Anyhoo. Squeeze your FPR up some for some more fuel. You can tweak the VAF too. If you wanna get really ghetto, use one of those 16V enrichment devices to squeeze even more fuel at WOT/topend.


----------



## RavenGTi (Dec 12, 2000)

*Re: 272 cam vs 276 (mrkrad)*

they use either the cold start or the DPR, neither of which are on digifant 2


----------



## euroscene (Feb 28, 2001)

*Re: 272 cam vs 276 (RavenGTi)*

the difference is still 4


----------



## IN NEED OF VW (Aug 24, 2002)

*Re: 272 cam vs 276 (euroscene17)*

i'm considering a cam for my 2.0L 8v CIS-E engine..... I did the 2.0L swap and it's too torquey with NOOOOOOOOOOOOOOOOOOo high end power.... now i know this thread deals with digifant but a quick question... which supplies more fuel... digifant or CIS-E... i ask because some people have recomended i go with the 276 cam but it would seem to me that if digifant can't supply enough fuel that CIS-E would be able to either. but correct me if i'm worng (doesn't matter cause i'm probobally goin 272 anyway)
Ross


----------



## kickster (Aug 15, 2000)

*Re: 272 cam vs 276 (IN NEED OF VW)*

if you wait a aliitle I will sell you my 272


----------



## dohc (Sep 28, 2001)

*Re: 272 cam vs 276 (IN NEED OF VW)*

quote:[HR][/HR]i'm considering a cam for my 2.0L 8v CIS-E engine..... I did the 2.0L swap and it's too torquey with NOOOOOOOOOOOOOOOOOOo high end power.... now i know this thread deals with digifant but a quick question... which supplies more fuel... digifant or CIS-E... i ask because some people have recomended i go with the 276 cam but it would seem to me that if digifant can't supply enough fuel that CIS-E would be able to either. but correct me if i'm worng (doesn't matter cause i'm probobally goin 272 anyway)

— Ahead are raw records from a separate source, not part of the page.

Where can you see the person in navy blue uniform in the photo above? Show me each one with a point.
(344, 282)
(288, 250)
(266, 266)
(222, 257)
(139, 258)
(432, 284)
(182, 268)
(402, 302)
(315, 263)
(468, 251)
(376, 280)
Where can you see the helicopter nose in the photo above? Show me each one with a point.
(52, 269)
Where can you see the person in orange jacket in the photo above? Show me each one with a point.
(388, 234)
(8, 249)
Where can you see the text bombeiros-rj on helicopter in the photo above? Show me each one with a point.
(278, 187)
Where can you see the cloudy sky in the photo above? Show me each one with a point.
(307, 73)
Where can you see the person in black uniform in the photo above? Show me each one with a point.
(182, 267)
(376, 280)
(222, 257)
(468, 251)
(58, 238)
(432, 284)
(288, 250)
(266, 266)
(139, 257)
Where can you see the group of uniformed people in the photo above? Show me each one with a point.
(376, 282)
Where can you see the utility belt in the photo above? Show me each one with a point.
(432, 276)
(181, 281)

Ross[HR][/HR]​I know people running 288's with CiS and they're getting more then enough fuel. I think you should go with 288's, they're still pretty mild(if you have a mech head).
Do they make 288's for hydro?


----------



## dlpjedi (Feb 14, 2002)

*Re: 272 cam vs 276 (kickster)*

i have a schrick 276 solid lifter cam in my 1.8JH. Amazing topend power ban. A little less low end than stock, but just rev it! I currently have the stock cam in as I had to take my car through Aircare (emissions test for those who don't know). almost time to throw the scrick back in!


----------